VDay. L'infettivologo, primo a ricevere il vaccino in Piemonte
"Il vaccino è il più bel dono di Natale, dopo viene la vittoria della Fiorentina sulla Juve", scherza Giovanni Di Perri, responsabile delle Malattie infettive dell'ospedale Amedeo di Savoia di Torino, primo a sottoporsi alla vaccinazione anti Covid in Piemonte
L'infettivologo Giovanni Di Perri, responsabile delle Malattie infettive dell'ospedale Amedeo di Savoia di Torino, scherza prima di sottoporsi, per primo in Piemonte, alla vaccinazione anti Covid: "Il vaccino è il più bel regalo di Natale, dopo viene la vittoria della Fiorentina sulla Juve".
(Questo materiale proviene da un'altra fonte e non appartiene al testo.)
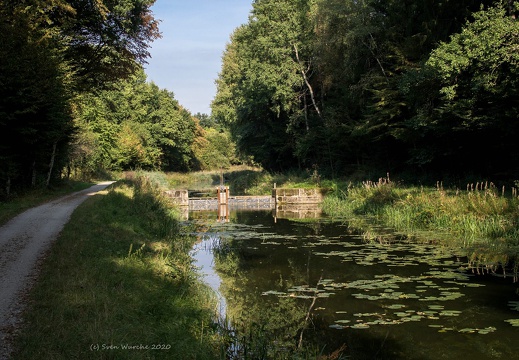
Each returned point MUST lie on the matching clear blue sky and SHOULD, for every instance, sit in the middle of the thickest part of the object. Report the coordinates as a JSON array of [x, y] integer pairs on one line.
[[188, 57]]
"Sono molto contento - aggiunge - è un giorno importantissimo, sono preoccupato in termini propositivi perché la giornata riesca. Ci sono molti vaccini da fare. E' in gioco qualcosa di molto, molto , grosso perché non ci siamo conto fino adesso di come può precipitare la situazione se non ci liberiamo di questa follia che vi ha travolto". "Il vaccino è uno strumento che ha dimostrato un'efficacia oltre le aspettative, mi sarei accontentato di un'efficacia del 60%, siamo oltre il 90 adesso si tratta di distribuirlo, di organizzarsi e farlo arrivare soprattutto inizialmente nelle fasce più a rischio perché quando queste saranno in sicurezza ragioneremo con maggiore serenità per quella che sarà la fase successiva". "Siamo nella seconda ondata, la discesa è in stallo, ha rallentato moltissimo e in alcune regioni c'è una risalita - spiega il professore pochi minuti prima del vaccino -. Questo ci dice che quello che abbiamo fatto fino adesso è necessario, ma non è stato sufficiente. Dobbiamo farlo meglio e farlo per diversi mesi. Perché l'effetto di una copertura vaccinale, prima che sia degno di tale nome, ci metterà almeno sei mesi".
In Piemonte, nella notte, scortate dai carabinieri, sono arrivate 910 dosi del vaccino Pfizer/BioNTech prelevate all'aeroporto di Milano. Portate all'ospedale Amedeo di Savoia di Torino sono state suddivise, e ne sono state trattenute 210, per essere inviate agli altri ospedali della regione. A Torino si tratta delle Molinette, l'Ospedale Mauriziano e il San Giovanni Bosco (dove sarà presente il direttore sanitario Marilena Avanzato). Ad Alessandria l'Ospedale SS. Antonio e Biagio e Cesare Arrigo, a Cuneo l'Ospedale Santa Croce e Carle di Cuneo e a Novara l'Ospedale Maggiore della Carità. Ognuna di queste strutture riceverà 80 dosi, le altre andranno in alcune Rsa.